Los poetas malditos son personajes corridos del plano moral convencional, asociados a la desgracia, los vicios y la búsqueda romántica de anestesia o de la sublimación. Perseguidos por fantasmas cómplices, vivos como un tormento y siempre acechantes desde el borde de la desmesura.
La literatura de los malditos es un encuadre, un zoom, una especie de retazo de una instalación toda que bien puede ser historia propia. Claro está que la estética miseria no sería tal sin la bendición de los malditos.
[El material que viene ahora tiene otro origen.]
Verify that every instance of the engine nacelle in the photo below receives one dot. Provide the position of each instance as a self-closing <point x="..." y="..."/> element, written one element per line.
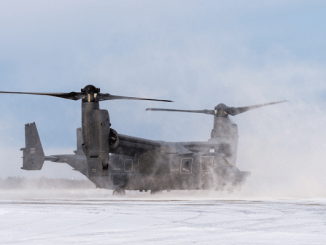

En este sentido, a Alejandro Fernández (mejor conocido como Pedro Dalton) le cabe todo el título de maldito y, quizás, también el de un crooner romántico. Esto se desborda en su literatura, en su música y sus letras. En su voz, en su porte y en sus formas. En ser un enemigo del dolor.
Es un espectro hermoso reflejado en cuadros que se callan con imágenes de un Dorian Gray bien llevado, también vivo como un tormento. Es que las presencias, en el plano literario, son la cosa más potente que existe, y de las cosas más densas y ominosas en el plano material.
Los renglones de Pedro Dalton pueden ser como un caballo negro que es todo temperamento. Como la luz de un faro que ilumina, sí, pero no deja de encandilar a la hora de dormir. Como la escopeta que pega el tiro de la verdad.
Yo solo espero «que se arremoline el viento/ en el vuelo de coleópteros/ si usan el aire/ para intercambiar los jugos/ y que sean de amor/ para que lleguen al nido/ y no sea un fracaso…/ para que lleguen al nido/ los buenos y no solo los lindos».